6.1177, Sum: Phonemicity of writing

The Linguist List linguist at tam2000.tamu.edu
Tue Aug 29 21:11:37 UTC 1995


---------------------------------------------------------------------------
LINGUIST List:  Vol-6-1177. Tue Aug 29 1995. ISSN: 1068-4875. Lines:  299
 
Subject: 6.1177, Sum: Phonemicity of writing
 
Moderators: Anthony Rodrigues Aristar: Texas A&M U. <aristar at tam2000.tamu.edu>
            Helen Dry: Eastern Michigan U. <hdry at emunix.emich.edu>
 
Associate Editor:  Ljuba Veselinova <lveselin at emunix.emich.edu>
Assistant Editors: Ron Reck <rreck at emunix.emich.edu>
                   Ann Dizdar <dizdar at tam2000.tamu.edu>
                   Annemarie Valdez <avaldez at emunix.emich.edu>
 
Software development: John H. Remmers <remmers at emunix.emich.edu>
 
Editor for this issue: dizdar at tam2000.tamu.edu (Ann Dizdar)
 
---------------------------------Directory-----------------------------------
1)
Date:  Mon, 28 Aug 1995 23:17:34 EDT
From:  rws at research.att.com (Richard Sproat)

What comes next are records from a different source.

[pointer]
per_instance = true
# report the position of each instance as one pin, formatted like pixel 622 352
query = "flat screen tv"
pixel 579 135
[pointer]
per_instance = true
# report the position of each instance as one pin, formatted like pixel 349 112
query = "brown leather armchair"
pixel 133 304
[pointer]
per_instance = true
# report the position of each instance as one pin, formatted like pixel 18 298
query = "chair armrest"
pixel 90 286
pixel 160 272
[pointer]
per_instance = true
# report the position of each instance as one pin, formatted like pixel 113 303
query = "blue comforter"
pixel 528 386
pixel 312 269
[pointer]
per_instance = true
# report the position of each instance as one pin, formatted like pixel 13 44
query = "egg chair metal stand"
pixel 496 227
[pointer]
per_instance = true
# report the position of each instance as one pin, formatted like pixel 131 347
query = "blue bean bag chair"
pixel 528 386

Subject:  Phonemicity of writing: Summary
 
---------------------------------Messages------------------------------------
1)
Date:  Mon, 28 Aug 1995 23:17:34 EDT
From:  rws at research.att.com (Richard Sproat)
Subject:  Phonemicity of writing: Summary
 
 
On August 13 I posted a query concerning the predictability of word
pronunciation from orthography. Specifically: in how many languages is
it the case that one can predict the phonemic representation of most
or all words --- including suprasegmental information such as tone,
accent or stress --- from the written forms of those words. I have
received a large number of responses, which I summarize below. Before
I do that however, I want to clear up a couple of terminological
issues, and also answer one question which several people asked:
 
1) THE TERM `PHONEMIC'.  As Wayles Browne correctly pointed out, my
use of the term `phonemic' here is somewhat idiosyncratic. The term
phonemic is usually used to denote a system where there is an exact
one-to-one correspondence between phonemes (again, including
phonemically distinctive suprasegmental features) and their graphemic
representation; as unequivocal example of this as one could find would
be a linguist's phonemic transcription. My query concerned only half
of that correspondence, namely the predictability in the
grapheme-to-phoneme direction. Thus Spanish orthography would not be
phonemic in the strictest sense since the symbol <h> corresponds to no
phoneme; similarly <b> and <v> are not phonemically distinct; however
the grapheme-to-phoneme correspondence in Spanish is pretty
predictable --- modulo some problems with the representation of glides
which Jose Ignacio Hualde reminded me of.
 
Suffice it to say that in all that follows, by `phonemic' I intend
this particular idiosyncratic sense.
 
2) THE TERM `GRAPHEME'. As Peter Daniels pointed out in a posted
response of August 14, while I was somewhat cautious in my use of the
term `phoneme', I took it for granted that the term `grapheme' has a
clear meaning. Naturally, I was aware that this is an equally
contentious term: even a standard dictionary gives more than one
definition. The sense in which I meant it, of course, was as a basic
symbol of an `alphabet', but this is an equally ill-defined concept,
since what counts as a basic symbol? In Chinese, for example, common
wisdom as well as traditional Sinological thought would say that the
character (hanzi) is the basic unit, but of course it is
well-understood that most Chinese characters have meaningful internal
structure, with the vast majority being constructed out of a
`semantic' radical and a `phonetic' component: it would be perfectly
reasonable to consider these sub-character components to be graphemes.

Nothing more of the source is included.